Montello co-founded and is director of #remarQabl, an electronic music label services and publishing company that champions female, LGBTQ+ and underrepresented artists, and is a trustee for U.K. charity Help Musicians.
In a press release announcing Montello’s appointment, AIM chair Nadia Khan called the executive a “fantastic leader” whose “extensive industry background, contact base, business development skills, passion for diversity and inclusion, and vision for the future bring renewed leadership to AIM.”
Association for Electronic Music co-founders Ben Turner and Kurosh Nasseri congratulated Montello on what they called a “landmark appointment” for both her and the genre of electronic music.
“It is amazing to see an organization as influential as AIM looking to our sector and actually to our own trade body AFEM for their next leader,” Turner and Nasseri say in a statement. They thanked Montello for “her valuable input into AFEM in her short time with us” and said the organization has begun the process of recruiting a new CEO to succeed her.

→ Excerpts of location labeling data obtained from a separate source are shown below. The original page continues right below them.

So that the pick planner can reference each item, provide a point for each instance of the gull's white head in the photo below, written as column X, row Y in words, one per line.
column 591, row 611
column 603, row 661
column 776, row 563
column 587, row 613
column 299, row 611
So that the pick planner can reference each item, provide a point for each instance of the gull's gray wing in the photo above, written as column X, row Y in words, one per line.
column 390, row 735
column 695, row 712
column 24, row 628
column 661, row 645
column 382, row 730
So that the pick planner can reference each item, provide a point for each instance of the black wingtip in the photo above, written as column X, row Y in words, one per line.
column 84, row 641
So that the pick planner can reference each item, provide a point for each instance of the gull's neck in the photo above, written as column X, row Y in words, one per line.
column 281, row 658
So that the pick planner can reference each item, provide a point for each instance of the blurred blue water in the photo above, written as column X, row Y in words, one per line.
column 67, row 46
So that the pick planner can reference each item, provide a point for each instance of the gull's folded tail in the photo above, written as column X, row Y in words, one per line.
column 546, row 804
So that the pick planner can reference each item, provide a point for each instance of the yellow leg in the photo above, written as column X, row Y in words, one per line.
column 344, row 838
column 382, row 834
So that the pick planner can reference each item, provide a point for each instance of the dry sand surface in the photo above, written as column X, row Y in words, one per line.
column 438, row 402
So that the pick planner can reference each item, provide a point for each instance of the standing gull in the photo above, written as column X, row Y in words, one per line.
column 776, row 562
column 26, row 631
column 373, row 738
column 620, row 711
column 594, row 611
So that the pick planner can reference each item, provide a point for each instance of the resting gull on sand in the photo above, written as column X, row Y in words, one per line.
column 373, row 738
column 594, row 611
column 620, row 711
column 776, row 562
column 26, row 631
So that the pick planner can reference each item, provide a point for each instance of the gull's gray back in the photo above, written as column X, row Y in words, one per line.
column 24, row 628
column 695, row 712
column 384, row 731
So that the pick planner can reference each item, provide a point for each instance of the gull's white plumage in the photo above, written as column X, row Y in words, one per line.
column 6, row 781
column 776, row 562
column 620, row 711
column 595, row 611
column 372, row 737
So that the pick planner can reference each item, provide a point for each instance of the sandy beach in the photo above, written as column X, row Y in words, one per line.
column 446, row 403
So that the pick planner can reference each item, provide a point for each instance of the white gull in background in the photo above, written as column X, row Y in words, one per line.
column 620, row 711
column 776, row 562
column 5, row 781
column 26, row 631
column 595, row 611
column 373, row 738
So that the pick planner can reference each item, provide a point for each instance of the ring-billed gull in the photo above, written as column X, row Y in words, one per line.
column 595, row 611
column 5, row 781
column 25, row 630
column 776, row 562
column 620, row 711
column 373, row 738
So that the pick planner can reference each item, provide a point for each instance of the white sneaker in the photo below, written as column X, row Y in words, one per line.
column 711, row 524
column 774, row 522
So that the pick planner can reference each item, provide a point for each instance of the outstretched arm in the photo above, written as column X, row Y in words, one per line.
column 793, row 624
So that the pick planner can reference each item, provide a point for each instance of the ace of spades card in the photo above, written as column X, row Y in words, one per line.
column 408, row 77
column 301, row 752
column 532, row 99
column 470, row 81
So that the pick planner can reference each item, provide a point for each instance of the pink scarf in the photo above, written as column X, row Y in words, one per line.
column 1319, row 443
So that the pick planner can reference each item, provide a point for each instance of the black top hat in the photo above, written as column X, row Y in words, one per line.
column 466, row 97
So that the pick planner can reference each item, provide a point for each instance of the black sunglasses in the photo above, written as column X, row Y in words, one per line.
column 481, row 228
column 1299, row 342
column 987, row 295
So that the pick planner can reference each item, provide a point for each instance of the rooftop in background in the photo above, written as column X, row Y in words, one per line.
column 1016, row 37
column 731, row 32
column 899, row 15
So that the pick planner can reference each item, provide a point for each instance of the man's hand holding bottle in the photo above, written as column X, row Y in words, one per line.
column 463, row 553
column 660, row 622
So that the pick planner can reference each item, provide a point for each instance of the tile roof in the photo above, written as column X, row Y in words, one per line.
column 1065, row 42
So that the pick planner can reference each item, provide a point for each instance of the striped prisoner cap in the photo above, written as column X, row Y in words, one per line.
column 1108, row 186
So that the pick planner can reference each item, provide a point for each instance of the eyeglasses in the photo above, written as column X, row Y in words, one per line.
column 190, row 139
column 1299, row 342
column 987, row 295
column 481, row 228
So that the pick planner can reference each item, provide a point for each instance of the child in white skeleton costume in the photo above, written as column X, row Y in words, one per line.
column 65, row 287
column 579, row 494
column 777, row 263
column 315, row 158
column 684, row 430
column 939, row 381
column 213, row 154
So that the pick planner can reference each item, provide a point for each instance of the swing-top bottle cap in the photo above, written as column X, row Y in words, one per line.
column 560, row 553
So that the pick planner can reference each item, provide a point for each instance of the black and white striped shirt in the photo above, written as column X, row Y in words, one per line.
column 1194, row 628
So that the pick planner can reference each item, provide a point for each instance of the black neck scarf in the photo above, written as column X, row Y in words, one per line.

Montello says she looks forward to “really getting under the skin of AIM” and doing all that she can to make the independent music business flourish, help artists avoid burnout and add to the “richness and diversity” of music coming out of the United Kingdom.
“Because if we don’t have that from the independent sector, where a lot of the creativity comes from the grass roots, the margins and underrepresented groups who have got something to say,” she says, “then all music lovers are going to miss out.”